存儲介質包括於用於存儲資訊(諸如電腦可讀指令、資料結構、程式模組或其它資料)之任何方法或技術中實施之易失性與非易失性、可移除與不可移除介質。存儲介質包括,但不限於,隨機存取記憶體(Random Access Memory,RAM)、唯讀記憶體(Read-Only Memory,ROM)、帶電可擦可程式設計唯讀記憶體(Electrically Erasable Programmable Read-Only Memory,EEPROM)、快閃記憶體或其它記憶體、唯讀光碟(Compact Disc Read-Only Memory,CD-ROM)、數位通用光碟(Digital Versatile Disc,DVD)或其它光碟存儲、磁盒、磁帶、磁片存儲或其它磁存儲裝置、或者可用於存儲期望之資訊並且可被電腦訪問之任何其它之介質。 Storage media includes volatile and nonvolatile, removable and non-removable media implemented in any method or technology for storage of information, such as computer readable instructions, data structures, program modules, or other data . Storage media include, but are not limited to, Random Access Memory (Random Access Memory, RAM), Read-Only Memory (Read-Only Memory, ROM), Electrically Erasable Programmable Read-Only Memory (Electrically Erasable Programmable Read- Only Memory, EEPROM), flash memory or other memory, CD-ROM (Compact Disc Read-Only Memory, CD-ROM), digital versatile disc (Digital Versatile Disc, DVD) or other optical disc storage, magnetic box, magnetic tape , disk storage or other magnetic storage device, or any other medium that can be used to store desired information and that can be accessed by a computer.

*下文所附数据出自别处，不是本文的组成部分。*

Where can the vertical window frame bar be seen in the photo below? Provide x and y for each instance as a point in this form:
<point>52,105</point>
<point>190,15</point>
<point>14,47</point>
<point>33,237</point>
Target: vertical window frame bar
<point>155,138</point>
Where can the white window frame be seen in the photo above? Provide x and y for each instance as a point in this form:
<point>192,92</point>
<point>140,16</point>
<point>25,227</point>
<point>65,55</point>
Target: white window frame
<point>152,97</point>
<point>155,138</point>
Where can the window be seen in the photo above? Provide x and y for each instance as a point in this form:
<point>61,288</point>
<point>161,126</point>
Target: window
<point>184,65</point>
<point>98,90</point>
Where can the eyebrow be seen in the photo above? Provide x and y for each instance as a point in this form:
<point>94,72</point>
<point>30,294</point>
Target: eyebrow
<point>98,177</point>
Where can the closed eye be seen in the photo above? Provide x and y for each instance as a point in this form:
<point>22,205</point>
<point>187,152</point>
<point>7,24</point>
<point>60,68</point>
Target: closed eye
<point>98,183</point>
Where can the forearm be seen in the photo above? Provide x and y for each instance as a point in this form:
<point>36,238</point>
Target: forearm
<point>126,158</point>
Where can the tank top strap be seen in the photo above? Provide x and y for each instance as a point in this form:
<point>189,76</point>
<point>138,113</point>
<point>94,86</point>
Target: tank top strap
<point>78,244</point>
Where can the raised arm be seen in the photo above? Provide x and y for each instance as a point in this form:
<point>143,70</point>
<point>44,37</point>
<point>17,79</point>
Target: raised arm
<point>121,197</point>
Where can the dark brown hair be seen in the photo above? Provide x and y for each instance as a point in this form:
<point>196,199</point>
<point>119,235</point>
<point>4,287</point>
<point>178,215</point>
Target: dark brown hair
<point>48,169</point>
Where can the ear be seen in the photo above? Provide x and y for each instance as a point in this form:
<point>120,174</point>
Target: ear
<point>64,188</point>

上面結合附圖對本申請實施例作了詳細說明,但本申請不限於上述實施例,於所屬技術領域普通具通常技藝者所具備之知識範圍內,還可於不脫離本申請宗旨之前提下做出各種變化。 The embodiments of the present application have been described in detail above in conjunction with the accompanying drawings, but the present application is not limited to the above embodiments, within the scope of knowledge possessed by ordinary skilled persons in the technical field, it can also be done without departing from the purpose of the present application. Various changes.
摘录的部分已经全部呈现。